January 18, 2018 | ESRI Research Bulletin
ESRI Research Bulletin Articles provide short summaries of work published by ESRI researchers and overviews of thematic areas covered by ESRI programmes of research. Bulletin Articles are designed to be easily accessible to a wide readership. A reference or references to the full publication is included at the start of each Bulletin article.
Mainly due to differing tax rates, the retail prices of motor fuels in the Republic of Ireland are generally lower than in Northern Ireland. This leads to “fuel tourism”, whereby many Northern Ireland consumers buy fuel in the south. It would be useful to know how much fuel is sold to these cross-border consumers.
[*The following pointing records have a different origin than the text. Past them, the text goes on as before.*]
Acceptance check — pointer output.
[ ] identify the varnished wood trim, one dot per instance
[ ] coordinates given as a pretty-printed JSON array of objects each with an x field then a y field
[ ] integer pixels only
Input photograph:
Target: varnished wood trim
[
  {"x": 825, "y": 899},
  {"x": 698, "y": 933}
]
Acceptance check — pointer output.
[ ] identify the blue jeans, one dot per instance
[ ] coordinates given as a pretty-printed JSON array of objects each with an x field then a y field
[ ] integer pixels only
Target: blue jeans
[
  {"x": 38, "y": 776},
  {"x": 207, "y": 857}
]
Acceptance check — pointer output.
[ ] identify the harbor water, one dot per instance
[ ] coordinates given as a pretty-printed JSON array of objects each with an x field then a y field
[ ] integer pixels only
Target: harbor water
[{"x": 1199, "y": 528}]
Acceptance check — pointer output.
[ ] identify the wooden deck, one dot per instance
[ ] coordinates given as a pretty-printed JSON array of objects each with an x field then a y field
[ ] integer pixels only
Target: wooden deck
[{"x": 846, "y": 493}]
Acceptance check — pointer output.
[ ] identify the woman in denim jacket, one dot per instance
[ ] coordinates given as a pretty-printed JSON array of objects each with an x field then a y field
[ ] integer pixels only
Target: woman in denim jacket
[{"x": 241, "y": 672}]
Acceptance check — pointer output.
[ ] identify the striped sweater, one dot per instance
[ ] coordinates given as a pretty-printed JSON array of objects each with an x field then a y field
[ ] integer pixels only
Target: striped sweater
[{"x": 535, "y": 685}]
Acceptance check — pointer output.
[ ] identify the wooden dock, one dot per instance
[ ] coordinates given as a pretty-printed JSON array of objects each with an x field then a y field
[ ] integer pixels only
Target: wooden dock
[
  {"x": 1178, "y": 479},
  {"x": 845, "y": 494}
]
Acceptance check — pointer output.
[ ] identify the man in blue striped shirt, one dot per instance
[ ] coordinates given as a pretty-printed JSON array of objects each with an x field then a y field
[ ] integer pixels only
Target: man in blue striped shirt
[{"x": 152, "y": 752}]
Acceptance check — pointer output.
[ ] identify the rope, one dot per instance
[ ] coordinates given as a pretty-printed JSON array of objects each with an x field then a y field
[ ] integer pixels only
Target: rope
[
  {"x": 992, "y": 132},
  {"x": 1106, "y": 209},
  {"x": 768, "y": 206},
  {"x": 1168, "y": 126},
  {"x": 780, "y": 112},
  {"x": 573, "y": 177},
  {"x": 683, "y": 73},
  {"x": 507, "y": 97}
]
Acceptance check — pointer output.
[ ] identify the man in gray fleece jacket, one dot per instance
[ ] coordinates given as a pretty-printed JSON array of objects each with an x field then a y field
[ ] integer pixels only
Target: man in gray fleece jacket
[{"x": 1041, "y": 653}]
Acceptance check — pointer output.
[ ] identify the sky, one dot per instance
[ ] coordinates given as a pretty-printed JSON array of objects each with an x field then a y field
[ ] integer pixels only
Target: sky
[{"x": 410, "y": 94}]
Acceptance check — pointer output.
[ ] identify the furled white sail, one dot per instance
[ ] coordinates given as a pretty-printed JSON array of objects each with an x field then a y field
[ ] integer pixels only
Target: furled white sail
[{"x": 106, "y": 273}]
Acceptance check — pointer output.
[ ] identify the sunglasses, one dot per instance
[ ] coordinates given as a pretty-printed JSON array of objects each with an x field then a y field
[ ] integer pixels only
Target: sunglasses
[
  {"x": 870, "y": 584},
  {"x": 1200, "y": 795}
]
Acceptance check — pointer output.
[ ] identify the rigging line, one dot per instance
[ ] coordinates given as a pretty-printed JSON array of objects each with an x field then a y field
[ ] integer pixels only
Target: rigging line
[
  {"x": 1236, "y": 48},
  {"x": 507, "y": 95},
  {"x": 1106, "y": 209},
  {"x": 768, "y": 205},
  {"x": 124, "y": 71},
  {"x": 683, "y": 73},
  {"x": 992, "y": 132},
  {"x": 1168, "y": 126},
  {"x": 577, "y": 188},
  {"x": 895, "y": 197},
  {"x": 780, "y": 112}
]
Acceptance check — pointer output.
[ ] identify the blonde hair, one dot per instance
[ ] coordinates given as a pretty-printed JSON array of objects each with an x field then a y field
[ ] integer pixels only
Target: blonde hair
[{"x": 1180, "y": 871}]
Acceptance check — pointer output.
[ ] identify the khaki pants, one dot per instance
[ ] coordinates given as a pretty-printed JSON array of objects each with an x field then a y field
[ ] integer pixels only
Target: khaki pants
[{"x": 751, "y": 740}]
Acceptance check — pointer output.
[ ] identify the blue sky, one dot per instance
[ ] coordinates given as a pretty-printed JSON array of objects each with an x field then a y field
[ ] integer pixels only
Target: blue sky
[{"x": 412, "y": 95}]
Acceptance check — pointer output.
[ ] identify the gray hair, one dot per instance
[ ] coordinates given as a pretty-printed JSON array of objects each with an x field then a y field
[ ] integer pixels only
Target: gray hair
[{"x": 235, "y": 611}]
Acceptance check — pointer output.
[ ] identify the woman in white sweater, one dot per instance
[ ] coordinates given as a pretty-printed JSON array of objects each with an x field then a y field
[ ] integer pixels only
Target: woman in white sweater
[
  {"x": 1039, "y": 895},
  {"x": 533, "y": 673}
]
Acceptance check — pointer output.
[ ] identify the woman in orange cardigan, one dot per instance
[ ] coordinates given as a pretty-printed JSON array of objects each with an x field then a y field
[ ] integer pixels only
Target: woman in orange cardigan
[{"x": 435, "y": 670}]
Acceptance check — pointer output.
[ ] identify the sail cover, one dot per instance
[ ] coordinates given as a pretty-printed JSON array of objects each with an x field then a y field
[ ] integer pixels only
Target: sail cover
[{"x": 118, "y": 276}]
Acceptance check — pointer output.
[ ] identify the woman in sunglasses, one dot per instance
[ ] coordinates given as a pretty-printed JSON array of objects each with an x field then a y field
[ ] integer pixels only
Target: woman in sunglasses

Fuel sales make an important contribution to tax revenues, and a shift in relative tax rates across the border could lead to significant changes in tax receipts arising from cross-border sales. Also, European climate policy makes each country responsible for the greenhouse gas emissions from fuels sold to retail customers within its borders, regardless of where the fuel is ultimately used or whether the user resides abroad. The level of cross-border fuel sales thus has implications for the policies used to reduce greenhouse gas emissions from transport.
This research estimates the quantity of petrol and diesel fuel sold by forecourt retailers (i.e. petrol stations) in the Republic of Ireland to consumers in Northern Ireland during the 2013-2015 period. Statistical methods are applied to monthly data on fuels sales by individual retailers in the border counties. The key assumption is that petrol stations nearer to the border should enjoy higher cross-border sales than otherwise similar petrol stations that are further away. Analysing the geographical pattern of sales allows us to infer how much fuel is purchased by customers from Northern Ireland.